二軒隣のM田さんの話。
M田さんは父親(70代)・母親(60後半くらい)・ニート長男(40代)・障害者の妹(30代?)という家族構成で、父親の年金と、妹の障害者手当+施設の作業賃金で暮らしていた。
町内会長さんがしゅっちゅう顔を出して世話してる家だった。

どう考えてもニート長男がガンなのだが、この長男は小中学生の頃すごく出来が良くて『末は学者』とか言われていた。
その頃の栄光が両親は忘れられず、

「やる気さえ出してくれれば立派な息子になるはずだ」

と、ズルズル40過ぎまで甘やかしてしまったらしい。
この長男は犬の散歩の時くらいしか外に出ないのだが、町内の住民と行き合うと唾を吐いてきたり暴言をかましてきたりする。
俺はこの長男より背が高くなってからは何も言われなくなったが、昔は犬をけしかけられたり、

「カッターナイフを出せ。そのカッターでお前を切りつけても、おまえのモノだから俺は罪にならないドウタラコウタラ~」

とわけのわからん理屈を言われ絡まれたりしていた。




当然苦情はM田さん家に行くわけだが、両親はやはり

「いつかやる気さえ~」

でノラクラかわしてニート長男は相変わらずのさばっていた。

その長男が去年ついに捨てられた。
長男を残してM田さん両親と妹が引っ越してしまい、しばらくニート長男だけが住んでいたが、ある日解体業者が来て家を壊してしまい、長男はどこへ行ったのか行方知れずとなった。

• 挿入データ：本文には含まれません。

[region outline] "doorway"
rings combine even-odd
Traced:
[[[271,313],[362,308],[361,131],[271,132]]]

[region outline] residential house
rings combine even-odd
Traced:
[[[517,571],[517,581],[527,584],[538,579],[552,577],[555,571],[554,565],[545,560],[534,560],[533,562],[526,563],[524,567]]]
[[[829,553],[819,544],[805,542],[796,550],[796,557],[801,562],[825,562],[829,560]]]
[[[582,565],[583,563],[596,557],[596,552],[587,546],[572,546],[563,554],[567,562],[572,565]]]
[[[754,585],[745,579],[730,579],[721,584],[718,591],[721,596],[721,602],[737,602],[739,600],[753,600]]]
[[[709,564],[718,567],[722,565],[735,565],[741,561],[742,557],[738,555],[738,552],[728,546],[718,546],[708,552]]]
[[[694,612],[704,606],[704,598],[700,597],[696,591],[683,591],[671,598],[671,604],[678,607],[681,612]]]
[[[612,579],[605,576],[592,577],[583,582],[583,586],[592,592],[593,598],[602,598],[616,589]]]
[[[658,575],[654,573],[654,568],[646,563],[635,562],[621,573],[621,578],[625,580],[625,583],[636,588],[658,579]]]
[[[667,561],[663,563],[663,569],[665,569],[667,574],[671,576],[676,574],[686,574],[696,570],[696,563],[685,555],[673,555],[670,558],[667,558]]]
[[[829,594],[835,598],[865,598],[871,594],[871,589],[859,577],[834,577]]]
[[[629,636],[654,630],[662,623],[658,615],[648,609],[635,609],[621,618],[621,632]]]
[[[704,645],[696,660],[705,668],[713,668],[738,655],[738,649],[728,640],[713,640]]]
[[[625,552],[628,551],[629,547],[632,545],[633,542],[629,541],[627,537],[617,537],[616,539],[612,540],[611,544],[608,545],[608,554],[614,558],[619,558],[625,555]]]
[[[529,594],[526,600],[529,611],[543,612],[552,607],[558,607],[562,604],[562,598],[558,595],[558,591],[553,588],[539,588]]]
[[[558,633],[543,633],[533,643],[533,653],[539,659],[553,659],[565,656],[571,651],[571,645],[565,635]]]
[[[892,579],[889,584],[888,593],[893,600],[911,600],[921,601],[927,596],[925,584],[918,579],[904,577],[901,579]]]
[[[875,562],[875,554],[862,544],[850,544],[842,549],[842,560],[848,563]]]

くわしい事情をずっと知らなかったのだが、先日町内会長からいきさつを聞いた。
ニート長男がある日夕食の席で

「日本は年寄りと女を甘やかし過ぎだ。姥捨て山と売春宿を復活させろ」

と大演説したらしい。
M田両親は

「ああそうか、わしら年寄(両親)と女(妹)はコイツにとっては本当にいらん存在なんだな」

と目が覚めた思いがしたそうで、そっからサクサク動いて引っ越しに至ったんだそうだ。
M田家跡地は今更地で、売れる気配はない。

長男が今なにしてるのかもわからない。
あんだけ長年ダラダラズルズル甘やかしてきたのに、些細なきっかけで捨てられるもんだなとチト衝撃だった。